LONDON— The official inquiry into Britain’s role in the Iraq War is releasing its findings Wednesday, more than seven years after hearings began and 13 years on from the 2003 U.S.-led invasion.Retired civil servant John Chilcot is due to publish his ...
Britain, and Blair, Await Long-Delayed Iraq War Inquiry
FILE- In this Thursday Dec. 22, 2005 file photo, the then Britain's Prime Minister Tony Blair meets soldiers at Shaibah logistics base, Basra, Iraq.

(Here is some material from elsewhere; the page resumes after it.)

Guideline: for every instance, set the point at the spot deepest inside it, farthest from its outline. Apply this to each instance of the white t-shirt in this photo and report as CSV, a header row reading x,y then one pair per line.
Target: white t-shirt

Thirteen years after British troops marched into Iraq and seven years after they left a country that's still mired in violence, a mammoth official report, which will be published Wednesday July 6, 2016, is about to address the lingering question: What went wrong? (AP Photo/Kirsty Wigglesworth, File)
The Associated Press
7/6/2016
Updated:
7/6/2016

LONDON—The official inquiry into Britain’s role in the Iraq War is releasing its findings Wednesday, more than seven years after hearings began and 13 years on from the 2003 U.S.-led invasion.

Retired civil servant John Chilcot is due to publish his 2.6-million-word report on a divisive conflict that — by the time British combat forces left in 2009 — had killed 179 British troops, almost 4,500 American personnel and more than 100,000 Iraqis.

Iraq descended into sectarian strife after the occupiers dismantled Saddam Hussein’s government and military apparatus, unleashing chaos that helped give rise to the Islamic State group.

The war has overshadowed the legacy of Britain’s then-leader, Prime Minister Tony Blair. His government has been accused of exaggerating intelligence about Saddam’s alleged weapons of mass destruction in order to build support for invasion.

Blair — who declined to comment on the report before publication — has always said his government did not invent or distort intelligence.

Senior politicians, diplomats, intelligence officials and military officers are prepared for criticism over the invasion and its aftermath.

Chilcot said Tuesday that he'd “made very clear right at the start of the inquiry that if we came across decisions or behavior which deserved criticism then we wouldn’t shy away from making it.”

“And indeed, there have been more than a few instances where we are bound to do that,” he said.

Chilcot’s inquiry held public hearings between 2009 and 2011, taking evidence from more than 150 witnesses and analyzing 150,000 documents.

Its report has been repeatedly delayed, in part by wrangling over the inclusion of classified material, including conversations between Blair and U.S. President George W. Bush. Some of Blair’s pre-war letters to the president are expected to be published by Chilcot.

Anti-war activists and relatives of some dead British troops hope the report will find the conflict illegal, opening the way for Blair to be prosecuted for war crimes.

“That man has been the puppet master, and it’s about time that we came along and we cut his strings,” said Sarah O‘Connor, whose brother, Sgt. Bob O’Connor, died in a plane crash in Iraq in 2005.

Chilcot has stressed that his inquiry is not a court of law, and the International Criminal Court has said that the “decision by the U.K. to go to war in Iraq falls outside the court’s jurisdiction.”

Chilcot said he wanted the report to be “a really reliable account of all that happened that really matters” over Iraq, with lessons for the future.

Peter Brierley, whose son Lance Cpl. Shaun Brierley was killed in 2003, said he hoped the report “comes somewhere close to what I expect, which is to say that Tony Blair did go to war illegally.”

“Scrape away the whitewash and I feel the truth will be actually there,” he said.